The DC-LSTM network is an optimized network that aims to enhance the computational efficiency in well log prediction while drilling in comparison to the Bi-LSTM model. As shown in Figure 6, DC-LSTM divides the input sequence, represented by $\left[x_1,x_2,\dots ,x_l\dots ,x_{n-1},x_n\right]$, into two sequences: $\left[x_1,\dots ,x_l\right]$ and $\left[x_l,\dots ,x_n\right]$, where $x_l$ is positioned at the middle of the sequence. The two sequences $\left[x_1,\dots ,x_l\right]$ and $\left[x_l,\dots ,x_n\right]$ are then separately inputted into two LSTM. Following the ⊗ operation, $y_l$, which is identical to the $y_l$ mentioned in the Bi-LSTM, is obtained. Because only one vector, $y_l$, is involved in the prediction process, DC-LSTM significantly reduces the number of network parameters and enhances calculation efficiency relative to Bi-LSTM.

FIGURE 6

FIGURE 6. The architecture of the Double-chain network.

Figures 7, 8 depict the prediction process with DC-LSTM, which is a simplified and more efficient version of Bi-LSTM in well log prediction while drilling. As illustrated in Figure 7, DC-LSTM replaces Bi-LSTM in the hidden layer, resulting in a simpler overall structure. Furthermore, Figure 8 shows that DC-LSTM requires only n+1 LSTM units, whereas Bi-LSTM utilizes 2n LSTM units. This reduces the number of parameters and improves computational efficiency. Importantly, $y_l$ calculated in DC-LSTM is identical to that in Bi-LSTM, thereby ensuring the same level of prediction accuracy.

FIGURE 7

FIGURE 7. Prediction framework of DC-LSTM network.

FIGURE 8

FIGURE 8. Flow chart for prediction of DC-LSTM.

The steps of prediction with DC-LSTM are largely analogous to those outlined in Table 2 for Bi-LSTM. The only difference is that DC-LSTM divides the input sequence $\left[{\mathrm{x}}_1,{\mathrm{x}}_2,\dots ,{\mathrm{x}}_{\mathrm{l}}\dots ,{\mathrm{x}}_{\mathrm{n}-1},{\mathrm{x}}_{\mathrm{n}}\right]$ into two shorter sequences, namely, $\left[x_1,\dots ,x_l\right]$ and $\left[x_l,\dots ,x_n\right]$, which are then fed into two separate LSTMs.

3 Experiment

In this part, we present the results of well log prediction while drilling using seismic impedance with the LSTM, Bi-LSTM, and DC-LSTM.

3.1 Dataset

In this experiment, a pilot area of an oil field in East China is selected for well log prediction. Two wells and a seismic impedance cube in the area are used in this experiment (see Figure 9). The two wells have four logs for testing, density (DEN), natural gamma ray (GR), compensated neutron log (CNL), and induction (CON).

FIGURE 9

FIGURE 9. Seismic impedance profile of input data.

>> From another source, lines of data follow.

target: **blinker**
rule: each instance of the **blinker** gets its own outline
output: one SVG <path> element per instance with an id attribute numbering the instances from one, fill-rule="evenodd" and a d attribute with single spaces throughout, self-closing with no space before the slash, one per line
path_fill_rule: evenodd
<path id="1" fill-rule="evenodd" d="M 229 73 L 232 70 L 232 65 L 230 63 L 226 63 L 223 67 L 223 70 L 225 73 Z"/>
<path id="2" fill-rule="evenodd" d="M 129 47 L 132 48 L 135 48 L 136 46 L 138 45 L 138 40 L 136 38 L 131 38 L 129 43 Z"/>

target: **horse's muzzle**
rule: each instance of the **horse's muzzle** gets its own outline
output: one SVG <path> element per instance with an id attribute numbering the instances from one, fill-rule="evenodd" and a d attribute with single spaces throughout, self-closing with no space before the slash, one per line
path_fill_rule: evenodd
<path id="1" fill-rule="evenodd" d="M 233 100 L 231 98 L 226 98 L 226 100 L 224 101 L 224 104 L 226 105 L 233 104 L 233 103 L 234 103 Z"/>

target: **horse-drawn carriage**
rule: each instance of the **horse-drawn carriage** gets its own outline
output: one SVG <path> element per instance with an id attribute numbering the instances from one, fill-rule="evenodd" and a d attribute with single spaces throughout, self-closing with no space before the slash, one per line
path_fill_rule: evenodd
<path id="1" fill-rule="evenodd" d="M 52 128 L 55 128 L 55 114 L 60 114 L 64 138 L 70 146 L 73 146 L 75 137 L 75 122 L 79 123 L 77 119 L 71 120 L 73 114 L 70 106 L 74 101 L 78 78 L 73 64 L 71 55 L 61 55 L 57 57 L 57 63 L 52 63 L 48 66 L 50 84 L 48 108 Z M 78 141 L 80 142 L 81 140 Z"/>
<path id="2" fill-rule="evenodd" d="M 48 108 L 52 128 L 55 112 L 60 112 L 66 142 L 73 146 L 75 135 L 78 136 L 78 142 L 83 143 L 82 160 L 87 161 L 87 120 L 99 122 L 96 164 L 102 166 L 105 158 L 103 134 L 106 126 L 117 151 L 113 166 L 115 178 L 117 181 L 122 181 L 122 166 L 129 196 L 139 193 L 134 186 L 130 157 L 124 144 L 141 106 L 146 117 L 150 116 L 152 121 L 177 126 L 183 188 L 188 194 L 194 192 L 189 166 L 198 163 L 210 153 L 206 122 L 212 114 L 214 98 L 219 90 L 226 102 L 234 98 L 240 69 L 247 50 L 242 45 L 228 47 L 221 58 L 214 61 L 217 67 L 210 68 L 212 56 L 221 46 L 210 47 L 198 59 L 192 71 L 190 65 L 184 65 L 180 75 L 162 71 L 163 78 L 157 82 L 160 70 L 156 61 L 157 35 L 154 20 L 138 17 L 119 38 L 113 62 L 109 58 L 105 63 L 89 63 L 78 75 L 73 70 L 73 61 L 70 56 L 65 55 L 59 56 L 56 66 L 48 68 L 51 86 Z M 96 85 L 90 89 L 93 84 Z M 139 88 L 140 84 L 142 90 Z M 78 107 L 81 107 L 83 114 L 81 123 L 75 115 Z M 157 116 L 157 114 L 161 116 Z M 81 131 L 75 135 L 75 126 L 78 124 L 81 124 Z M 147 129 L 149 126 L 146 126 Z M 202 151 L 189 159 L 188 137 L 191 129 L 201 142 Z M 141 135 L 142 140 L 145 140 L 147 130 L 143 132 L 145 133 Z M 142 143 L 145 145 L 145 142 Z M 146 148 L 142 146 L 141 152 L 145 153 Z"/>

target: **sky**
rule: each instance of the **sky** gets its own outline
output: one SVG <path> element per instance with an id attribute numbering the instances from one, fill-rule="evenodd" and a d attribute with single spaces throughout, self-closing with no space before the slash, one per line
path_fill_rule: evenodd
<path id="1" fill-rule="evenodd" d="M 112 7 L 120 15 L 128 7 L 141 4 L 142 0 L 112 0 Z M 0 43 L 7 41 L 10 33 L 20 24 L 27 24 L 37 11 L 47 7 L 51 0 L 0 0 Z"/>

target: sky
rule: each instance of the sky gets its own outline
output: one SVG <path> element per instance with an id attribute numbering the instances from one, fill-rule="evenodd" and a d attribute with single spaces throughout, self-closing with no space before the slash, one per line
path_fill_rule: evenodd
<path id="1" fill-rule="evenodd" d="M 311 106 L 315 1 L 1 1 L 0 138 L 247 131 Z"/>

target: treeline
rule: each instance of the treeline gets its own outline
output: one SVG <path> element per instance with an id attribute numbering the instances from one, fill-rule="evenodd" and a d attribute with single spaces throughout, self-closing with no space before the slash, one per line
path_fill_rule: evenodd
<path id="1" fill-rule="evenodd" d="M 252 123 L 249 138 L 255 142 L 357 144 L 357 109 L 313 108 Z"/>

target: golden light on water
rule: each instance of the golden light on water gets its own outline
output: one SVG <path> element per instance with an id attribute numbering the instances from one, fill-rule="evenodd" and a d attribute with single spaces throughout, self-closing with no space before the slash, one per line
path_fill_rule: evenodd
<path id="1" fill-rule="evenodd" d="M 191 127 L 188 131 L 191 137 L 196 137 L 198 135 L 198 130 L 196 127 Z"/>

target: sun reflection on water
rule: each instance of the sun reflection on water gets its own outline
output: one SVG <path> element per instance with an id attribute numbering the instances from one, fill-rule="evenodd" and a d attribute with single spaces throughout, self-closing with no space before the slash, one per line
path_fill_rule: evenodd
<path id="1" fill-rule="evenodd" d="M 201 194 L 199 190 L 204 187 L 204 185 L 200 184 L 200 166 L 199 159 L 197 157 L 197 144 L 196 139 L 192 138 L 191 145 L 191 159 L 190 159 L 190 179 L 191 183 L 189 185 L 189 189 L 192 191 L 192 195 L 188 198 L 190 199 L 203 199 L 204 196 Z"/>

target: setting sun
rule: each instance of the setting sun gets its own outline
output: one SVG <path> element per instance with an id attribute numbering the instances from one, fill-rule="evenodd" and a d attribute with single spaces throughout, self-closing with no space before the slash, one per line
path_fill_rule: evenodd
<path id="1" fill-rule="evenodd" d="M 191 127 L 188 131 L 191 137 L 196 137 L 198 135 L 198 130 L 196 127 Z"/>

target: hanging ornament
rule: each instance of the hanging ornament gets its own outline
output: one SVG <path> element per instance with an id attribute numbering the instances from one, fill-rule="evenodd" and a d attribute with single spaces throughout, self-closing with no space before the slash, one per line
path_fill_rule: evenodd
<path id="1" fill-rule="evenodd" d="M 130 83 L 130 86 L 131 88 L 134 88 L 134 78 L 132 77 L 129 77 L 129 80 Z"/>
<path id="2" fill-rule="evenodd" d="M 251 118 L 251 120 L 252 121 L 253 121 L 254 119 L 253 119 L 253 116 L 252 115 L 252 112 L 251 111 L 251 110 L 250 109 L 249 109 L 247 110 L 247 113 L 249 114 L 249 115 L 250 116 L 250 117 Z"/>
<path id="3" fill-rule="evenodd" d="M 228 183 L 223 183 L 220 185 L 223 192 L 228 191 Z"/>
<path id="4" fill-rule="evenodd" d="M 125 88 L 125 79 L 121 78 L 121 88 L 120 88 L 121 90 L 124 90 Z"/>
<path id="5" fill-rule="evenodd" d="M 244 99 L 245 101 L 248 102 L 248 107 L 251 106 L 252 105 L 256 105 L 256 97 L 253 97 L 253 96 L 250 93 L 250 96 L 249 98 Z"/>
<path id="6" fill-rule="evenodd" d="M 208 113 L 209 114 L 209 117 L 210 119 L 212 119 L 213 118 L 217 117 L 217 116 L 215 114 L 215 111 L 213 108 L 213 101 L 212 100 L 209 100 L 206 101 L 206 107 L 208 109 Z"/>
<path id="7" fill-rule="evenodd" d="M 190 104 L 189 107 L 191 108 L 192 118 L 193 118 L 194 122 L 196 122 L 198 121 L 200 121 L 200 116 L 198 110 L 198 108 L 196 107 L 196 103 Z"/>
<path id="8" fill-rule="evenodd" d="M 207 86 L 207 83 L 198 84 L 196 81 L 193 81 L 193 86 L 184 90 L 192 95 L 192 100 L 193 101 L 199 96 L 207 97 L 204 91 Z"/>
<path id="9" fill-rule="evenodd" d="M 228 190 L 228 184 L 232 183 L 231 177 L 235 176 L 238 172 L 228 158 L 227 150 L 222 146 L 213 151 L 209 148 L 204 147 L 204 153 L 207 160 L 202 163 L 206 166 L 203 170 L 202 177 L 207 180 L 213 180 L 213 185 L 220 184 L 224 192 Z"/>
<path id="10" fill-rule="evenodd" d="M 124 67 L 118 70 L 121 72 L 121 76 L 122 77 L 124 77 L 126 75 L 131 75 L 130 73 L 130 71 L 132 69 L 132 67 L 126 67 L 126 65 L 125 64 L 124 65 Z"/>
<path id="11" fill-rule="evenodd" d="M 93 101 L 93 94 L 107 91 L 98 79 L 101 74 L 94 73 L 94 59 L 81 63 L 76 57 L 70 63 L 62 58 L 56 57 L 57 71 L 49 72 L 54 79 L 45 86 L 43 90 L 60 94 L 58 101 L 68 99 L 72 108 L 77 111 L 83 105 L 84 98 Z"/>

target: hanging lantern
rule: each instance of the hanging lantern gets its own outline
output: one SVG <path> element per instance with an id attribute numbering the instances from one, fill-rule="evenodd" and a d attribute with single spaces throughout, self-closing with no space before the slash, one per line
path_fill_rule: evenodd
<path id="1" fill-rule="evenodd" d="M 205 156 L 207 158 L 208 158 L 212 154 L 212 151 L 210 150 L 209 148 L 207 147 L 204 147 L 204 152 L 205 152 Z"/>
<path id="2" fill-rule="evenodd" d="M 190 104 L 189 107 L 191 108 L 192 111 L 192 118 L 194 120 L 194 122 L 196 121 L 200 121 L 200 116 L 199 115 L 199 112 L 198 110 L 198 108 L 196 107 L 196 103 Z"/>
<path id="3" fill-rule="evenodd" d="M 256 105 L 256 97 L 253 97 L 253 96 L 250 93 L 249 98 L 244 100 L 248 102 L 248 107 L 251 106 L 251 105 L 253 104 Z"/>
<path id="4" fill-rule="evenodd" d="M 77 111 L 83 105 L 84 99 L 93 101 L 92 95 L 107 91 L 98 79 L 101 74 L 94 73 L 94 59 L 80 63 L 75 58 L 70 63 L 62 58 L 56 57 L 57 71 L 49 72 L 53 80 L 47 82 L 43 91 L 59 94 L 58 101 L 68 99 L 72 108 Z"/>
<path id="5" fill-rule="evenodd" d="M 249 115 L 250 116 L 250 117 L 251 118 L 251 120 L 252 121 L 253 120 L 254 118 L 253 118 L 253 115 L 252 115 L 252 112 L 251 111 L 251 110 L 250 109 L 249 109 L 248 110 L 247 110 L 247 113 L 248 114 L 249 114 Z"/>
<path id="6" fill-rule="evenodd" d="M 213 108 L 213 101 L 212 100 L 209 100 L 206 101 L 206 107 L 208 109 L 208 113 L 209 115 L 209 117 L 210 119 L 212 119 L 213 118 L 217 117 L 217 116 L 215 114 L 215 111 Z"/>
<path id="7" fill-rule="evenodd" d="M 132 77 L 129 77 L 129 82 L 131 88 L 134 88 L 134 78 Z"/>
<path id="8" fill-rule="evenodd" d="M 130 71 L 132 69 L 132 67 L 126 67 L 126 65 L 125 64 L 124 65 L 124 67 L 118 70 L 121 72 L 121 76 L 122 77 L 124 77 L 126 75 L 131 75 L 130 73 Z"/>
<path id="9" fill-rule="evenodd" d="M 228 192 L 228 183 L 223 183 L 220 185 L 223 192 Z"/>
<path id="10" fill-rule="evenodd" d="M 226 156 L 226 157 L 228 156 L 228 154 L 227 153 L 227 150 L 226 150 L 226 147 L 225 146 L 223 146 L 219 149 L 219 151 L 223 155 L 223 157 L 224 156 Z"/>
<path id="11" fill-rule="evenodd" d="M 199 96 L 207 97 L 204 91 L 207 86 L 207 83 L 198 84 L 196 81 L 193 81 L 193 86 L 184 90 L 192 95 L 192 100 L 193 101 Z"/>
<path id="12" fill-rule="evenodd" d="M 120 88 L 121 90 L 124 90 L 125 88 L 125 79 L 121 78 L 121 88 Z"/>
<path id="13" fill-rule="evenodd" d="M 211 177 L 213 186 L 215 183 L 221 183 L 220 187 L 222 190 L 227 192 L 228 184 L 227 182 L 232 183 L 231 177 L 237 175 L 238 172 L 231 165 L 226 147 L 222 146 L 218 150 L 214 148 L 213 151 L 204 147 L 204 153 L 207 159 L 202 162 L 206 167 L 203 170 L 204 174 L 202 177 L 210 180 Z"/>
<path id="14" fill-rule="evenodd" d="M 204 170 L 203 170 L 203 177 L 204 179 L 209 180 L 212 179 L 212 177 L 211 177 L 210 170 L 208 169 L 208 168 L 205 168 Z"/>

Before the prediction with the three networks, two data preprocessing tasks, data cleaning, and standardization are required.

3.1.1 Data cleaning

Data cleaning (Zhang et al., 2015) aims to improve the data quality of input data. Common problems with logs, such as invalid and missing values, are cleared. Check on the data value range are necessary as well. Any data point, falling outside the normal range, logically unreasonable, or contradictory, is also cleared.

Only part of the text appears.